Glaucoma mostly strikes the elderly. In open-angle glaucoma, a part of the eye does not drain correctly. Fluid builds up in the eye, damaging the optic nerve. Fluid pressure builds up in the eye. Glaucoma can result in severe vision loss and blindness.
The study looked at 20 years of research on nearly 120,000 people in the Nurses’ Health Study1 A higher folate intake was likely associated with a reduced risk of exfoliation glaucoma. While more research on folate and glaucoma is needed, researchers have shown that nutrition affects eye disease.
Folate is Vitamin B9. Several B vitamins are needed to convert homocysteine into non-toxic chemicals in the body. When a person is deficient in these vitamins, excess homocysteine can cause inflammation and reduce the efficiency of the cardio-vascular system. When homocysteine is present in the blood in high levels, retinal vein occlusions and artery occlusions are more common; as is optic neuropathy (nonarteritic ischemic). Higher homocysteine levels were found in the tears of glaucoma patients.
Folic acid was added to flour and cereals in the USA and Canada after a connection was made between deficiency and Spina Bifida, a serious birth defect. Good sources of folate include dark, leafy greens, asparagus, citrus fruit, broccoli, and peas/lentils/beans.
All B vitamins help the body produce energy. B-complex vitamins are necessary for healthy liver functioning, nervous system operations, and healthy eyes, skin, and hair. Each B vitamin serves a purpose in the body:
- Vitamin B1 (Thiamine): New cell production
- Vitamin B2 (Riboflavin): Red blood cell production; free radical protection
- Vitamin B3 (Niacin): Regulates digestion and the nervous system. Helps convert food into energy.
- Vitamin B5 (Pantothenic acid): For hormonal production and breaking down fats and carbohydrates
- Vitamin B6 (Pyridoxine): For fighting infection and converting food into energy.

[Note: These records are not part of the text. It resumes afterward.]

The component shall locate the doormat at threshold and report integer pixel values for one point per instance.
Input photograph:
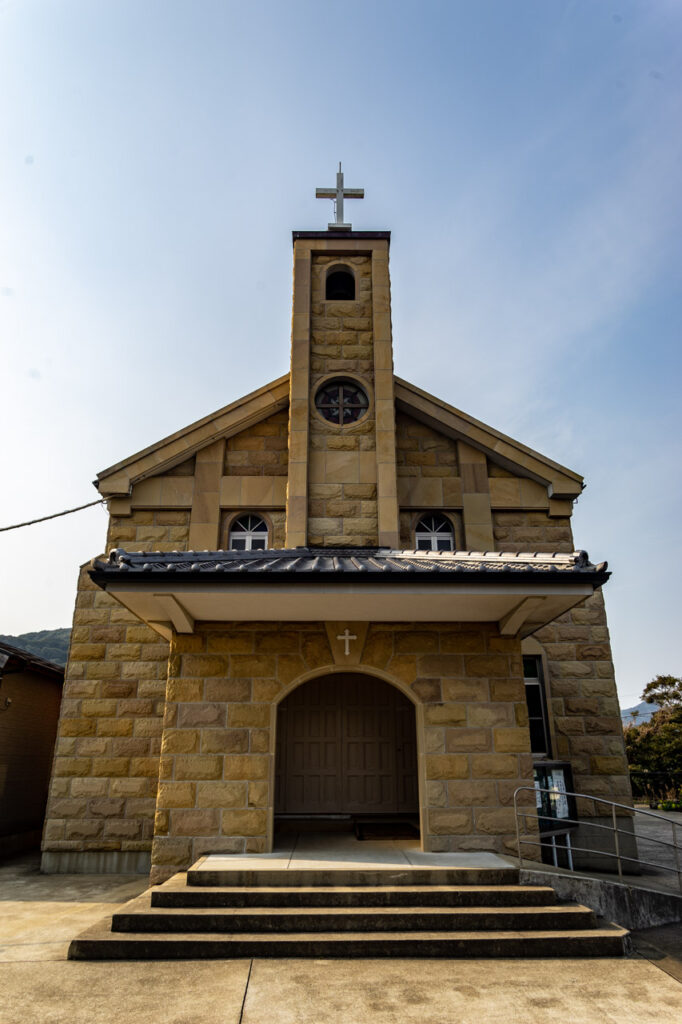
(386, 829)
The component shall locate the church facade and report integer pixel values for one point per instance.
(339, 598)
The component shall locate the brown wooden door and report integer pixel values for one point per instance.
(346, 744)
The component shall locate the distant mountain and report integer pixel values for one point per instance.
(50, 644)
(644, 713)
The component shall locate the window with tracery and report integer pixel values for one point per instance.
(342, 401)
(248, 532)
(434, 532)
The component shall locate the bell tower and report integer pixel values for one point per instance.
(342, 488)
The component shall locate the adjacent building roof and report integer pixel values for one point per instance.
(24, 660)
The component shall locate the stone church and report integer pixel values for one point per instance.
(338, 599)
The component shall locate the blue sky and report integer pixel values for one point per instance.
(524, 154)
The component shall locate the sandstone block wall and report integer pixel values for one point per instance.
(216, 775)
(423, 454)
(342, 480)
(261, 450)
(104, 774)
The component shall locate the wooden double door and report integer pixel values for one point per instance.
(346, 744)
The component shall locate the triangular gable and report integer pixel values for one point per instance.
(561, 482)
(159, 458)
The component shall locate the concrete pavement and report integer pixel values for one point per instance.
(40, 913)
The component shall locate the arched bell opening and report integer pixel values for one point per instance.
(346, 759)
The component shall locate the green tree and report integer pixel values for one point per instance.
(654, 748)
(664, 690)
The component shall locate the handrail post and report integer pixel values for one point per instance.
(616, 842)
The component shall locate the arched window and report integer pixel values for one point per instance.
(340, 286)
(248, 532)
(434, 532)
(341, 401)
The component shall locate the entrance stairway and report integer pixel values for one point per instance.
(346, 912)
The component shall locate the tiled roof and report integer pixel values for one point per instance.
(343, 562)
(20, 660)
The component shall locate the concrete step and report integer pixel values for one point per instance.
(374, 877)
(99, 943)
(138, 915)
(175, 893)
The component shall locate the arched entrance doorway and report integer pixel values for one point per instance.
(346, 744)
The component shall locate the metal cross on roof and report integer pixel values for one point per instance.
(338, 195)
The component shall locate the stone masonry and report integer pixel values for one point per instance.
(216, 775)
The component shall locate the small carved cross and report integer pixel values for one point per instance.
(338, 195)
(346, 636)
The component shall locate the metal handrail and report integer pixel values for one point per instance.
(620, 857)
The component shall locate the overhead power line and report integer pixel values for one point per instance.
(55, 515)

- Vitamin B9 (Folate or Folic Acid): Folic acid is found in fortified foods and supplements; folate occurs in foods naturally. Important for producing red blood cells, for proper brain function, fetal development, mental health, emotional health, aids cellular reproduction, and more.
- Vitamin B12 – keeps your nerves and red blood cells healthy, and is responsible for the smooth functioning of several critical body processes.
Folate is One of Many Important Nutrients
Rather than focus on one isolated nutrient, Natural Eye Care recommends the Mediterranean Diet and the modified Vision Diet. The tiny structures of the eyes depend on nutrients and proper circulation to work correctly. Any breakdown can lead to eye disease. Glaucoma includes several variations and may be symptomless until an individual has significant vision loss. Getting regular dilated eye exams and intraocular pressure tests at the optometrist or ophthalmologist are crucial. Early detection helps. See Natural Eye Care’s page on glaucoma.
Editor’s Note: There is a range antioxidants researched as being either neuroprotective and/or supporting of optic nerve health including: taurine, Vitamin B12, magnesium, alpha lipoic acid, omega-3 fatty acids, bilberry, gingko biloba and Vitamin C (see Viteyes Optic Nerve Support Formula).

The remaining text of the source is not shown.